Charles' attitude remains generally very positive and he considers himself to be one of the "lucky ones." I know that's true as I travel back and forth to Walter Reed and see more and more wounded there. There are so many of them with terrible burns, often multiple amputations, deep and ragged scars, and mutilations. I still find myself especially shocked when I see the young female soldiers who are so severely wounded. This war has no front line and everywhere is a combat zone. There is no "safer place." ...
At times I have to stop and compose myself before I go into Mologne House to meet Charles. Last week I had one of those times when I met a young father out with his two little sons. He had all of a leg missing and was pushing himself along in a wheelchair. His younger son, about three, was sitting on the young father's lap, while his brother, about five, skipped along beside the moving wheelchair. There are many other heart-rending sights and many shocking mutilations, but I will spare you the details. It's a humbling experience to move about the Walter Reed complex. The gritty determination of these wounded and the support they offer to each other puts a lot of the other details of daily life in clearer perspective. Regardless of your politics or how you may feel about this war, these wounded, and the dead, are an inescapable reality. I pray to God that we as a nation don't forget the sacrifices that are being made on our behalf. From now on, Veteran's Day will be a great deal more meaningful to me than just a day to take off from work and to fly the flag, if I remember.
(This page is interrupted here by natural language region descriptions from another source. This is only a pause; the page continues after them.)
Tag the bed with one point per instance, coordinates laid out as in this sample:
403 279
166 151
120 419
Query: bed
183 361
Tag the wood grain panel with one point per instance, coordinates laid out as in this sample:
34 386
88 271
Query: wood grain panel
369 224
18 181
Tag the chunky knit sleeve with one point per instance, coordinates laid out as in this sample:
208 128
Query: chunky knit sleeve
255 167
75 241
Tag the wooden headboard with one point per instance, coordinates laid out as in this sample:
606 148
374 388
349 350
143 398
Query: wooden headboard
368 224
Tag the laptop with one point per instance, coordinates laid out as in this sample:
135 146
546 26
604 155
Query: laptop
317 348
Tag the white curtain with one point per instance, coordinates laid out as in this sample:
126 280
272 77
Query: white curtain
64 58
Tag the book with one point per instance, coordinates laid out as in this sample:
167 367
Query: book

I keep thinking a time will come when it doesn't hurt so much to watch Charles struggling to recover. Watching what is left of his right leg withering up and growing ever smaller is something I know is normal, but in my dreams at night I see him at about seventeen, running so smoothly and beautifully, and when I awake to reality I know how cruel this new "normal" is. Sometimes, still, when I see him I find my heart clutching and I have to take a deep breath and swallow hard to keep the tears at bay. My tears won't help him; hopefully my support and encouragement will.
God's peace to you all,
Myrna
In January 2005, a review board of Army physicians recommended that Charles be medically discharged because of his disability. Charles, however, successfully appealed the decision, and received a waiver so that he could stay in the Army. (He was promoted to sergeant in April 2006.) Knowing that he couldn't continue serving as an infantryman, he changed his specialty to military intelligence and was selected to begin studying to become an Arabic translator. His goal is to serve again in Iraq, Afghanistan, or wherever else he is needed.